Jacob Heric


I prefer not to
People always mean well
December 21, 2009

"People always mean well. They cluck their thick tongues, and shake their heads and suggest, oh, so very delicately."

Norman Bates said that in Psycho. He said it in the parlor scene as Marion nibbled on sandwiches, taxidermy looming, and politely suggested that Norman put his mother in the madhouse. We watched it the other night, streamed it on netflix (I always said I was never going to be one of those people who put a television in their bedroom, but here we are logging countless hours on the macbook in bed watching movies). It's a great film. Lots of long, jarring shots: Marion's face on the bathroom floor, Norman's neck and chin above the guest register.

Norman's observation embodies its sentiment. It's an ornate and delicate articulation (I have no idea how he managed to deliver it without sounding goofy) that condemns harshly. It conjures an image of people as senseless fowl clucking and pecking away. And given Norman's hobby and parlor full of stuffed birds, it presages pretty clearly that all these well meaning people, the clucking chickens, are heading for slaughter. These people. It's a potent bit of misanthropy. And Anthony Perkins delivers it so well that it actually becomes an attractive sentiment. It reminds me of a sentiment delivered by Daniel Day-Lewis as Daniel Plainview in There Will Be Blood. "I can't keep doing this on my own with these...people." It's another great line, delivered so well that you can't help but get behind it, that leaves very little to doubt about its ultimate expression. By the time it's realized in Plainview's personal bowling alley at the end of the movie, you're all but rooting for that pin to drop on Eli's head.

On September 21st, my daughter broke both her legs when she tried to climb up a tombstone in the cemetery by our house. The stone toppled and she suffered bilateral tibial fractures that put her in casts for about seven weeks. I was working full time and taking three graduate courses in education when it happened and I decided, immediately, that something had to go. So I quit my job to take care of her while taking my classes.

I've had plenty of awkward conversations since that moment. Not about my daughter breaking her legs. Those have all been straight forward. People are horrified and sympathetic, in very short order.

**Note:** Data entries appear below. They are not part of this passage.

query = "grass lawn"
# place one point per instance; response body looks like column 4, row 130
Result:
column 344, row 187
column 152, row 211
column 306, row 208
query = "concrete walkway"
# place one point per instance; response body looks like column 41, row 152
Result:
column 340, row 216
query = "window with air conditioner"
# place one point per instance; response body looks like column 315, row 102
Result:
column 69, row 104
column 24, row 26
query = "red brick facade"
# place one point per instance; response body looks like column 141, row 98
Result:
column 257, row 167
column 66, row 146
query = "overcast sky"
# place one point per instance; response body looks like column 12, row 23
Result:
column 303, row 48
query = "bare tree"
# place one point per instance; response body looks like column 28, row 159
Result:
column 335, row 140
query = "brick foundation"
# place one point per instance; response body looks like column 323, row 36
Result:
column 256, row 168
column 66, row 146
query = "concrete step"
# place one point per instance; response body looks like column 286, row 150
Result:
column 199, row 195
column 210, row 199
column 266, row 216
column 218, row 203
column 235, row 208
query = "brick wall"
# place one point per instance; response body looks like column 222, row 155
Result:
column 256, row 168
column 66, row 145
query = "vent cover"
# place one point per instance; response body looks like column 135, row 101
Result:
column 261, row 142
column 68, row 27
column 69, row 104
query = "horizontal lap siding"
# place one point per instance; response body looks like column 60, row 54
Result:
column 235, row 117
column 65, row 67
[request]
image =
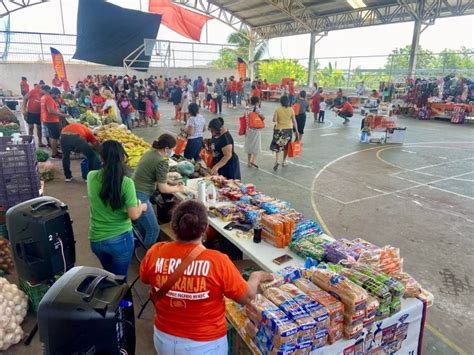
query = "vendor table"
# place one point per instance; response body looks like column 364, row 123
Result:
column 400, row 333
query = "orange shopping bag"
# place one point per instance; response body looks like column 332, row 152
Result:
column 207, row 157
column 294, row 149
column 181, row 143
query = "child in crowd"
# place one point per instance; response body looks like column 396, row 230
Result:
column 322, row 109
column 148, row 111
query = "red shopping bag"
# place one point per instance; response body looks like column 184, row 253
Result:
column 181, row 143
column 207, row 157
column 243, row 126
column 294, row 149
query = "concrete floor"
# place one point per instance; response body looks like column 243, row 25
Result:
column 418, row 197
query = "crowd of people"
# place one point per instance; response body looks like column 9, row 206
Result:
column 117, row 200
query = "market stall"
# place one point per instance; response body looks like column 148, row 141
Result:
column 385, row 308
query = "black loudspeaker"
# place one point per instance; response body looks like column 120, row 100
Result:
column 87, row 311
column 42, row 240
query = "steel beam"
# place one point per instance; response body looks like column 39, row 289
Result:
column 9, row 6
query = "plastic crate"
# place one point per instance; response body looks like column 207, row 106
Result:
column 18, row 187
column 35, row 293
column 20, row 157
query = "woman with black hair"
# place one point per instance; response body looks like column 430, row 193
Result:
column 195, row 126
column 285, row 122
column 226, row 162
column 113, row 206
column 152, row 174
column 190, row 313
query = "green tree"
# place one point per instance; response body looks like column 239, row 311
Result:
column 275, row 69
column 400, row 59
column 228, row 55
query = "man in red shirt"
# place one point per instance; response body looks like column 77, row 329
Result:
column 233, row 92
column 50, row 116
column 78, row 138
column 31, row 108
column 291, row 92
column 346, row 110
column 24, row 86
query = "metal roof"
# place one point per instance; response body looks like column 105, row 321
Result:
column 277, row 18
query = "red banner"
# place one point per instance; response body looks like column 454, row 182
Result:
column 58, row 64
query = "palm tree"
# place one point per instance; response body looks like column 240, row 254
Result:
column 242, row 40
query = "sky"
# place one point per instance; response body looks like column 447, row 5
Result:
column 452, row 33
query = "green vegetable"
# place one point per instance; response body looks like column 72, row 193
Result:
column 42, row 156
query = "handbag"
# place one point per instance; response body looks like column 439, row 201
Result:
column 294, row 149
column 179, row 271
column 255, row 122
column 181, row 143
column 207, row 157
column 243, row 126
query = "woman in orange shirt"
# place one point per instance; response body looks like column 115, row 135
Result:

But when I tell them that I quit my job, that's when the clucking usually begins. A father of two with a mortgage quits his job in this recession, that's interesting. One thing I've noticed is that people stand very little chance of masking their feelings no matter how delicately they put their thoughts.

The other thing I've noticed is that the reactions cut differently depending on generation. People my age, who've seen at least a dozen jobs and felt apparent little love for any of them, all came back with with an emphatic 'meh' or a jealous confession of a desire to do the same thing. The boomers are the real cluckers, they say a few polite things but all of them look at me like I'm insane. People who saw or lived within shouting distance of the great depression seem to harbor a very real concern that my children may starve. One very charming lady at a neighborhood girl's birthday party offered us canned beans from her basement when my wife told her that I had quit my job. It's an interesting, if flimsy, generational core sample of our evolving ideas about work.

All and all, it's been a great three months concentrating on my family and school and myself. It's been a wonderful exercise of my priorities and good opportunity to work on my perspective.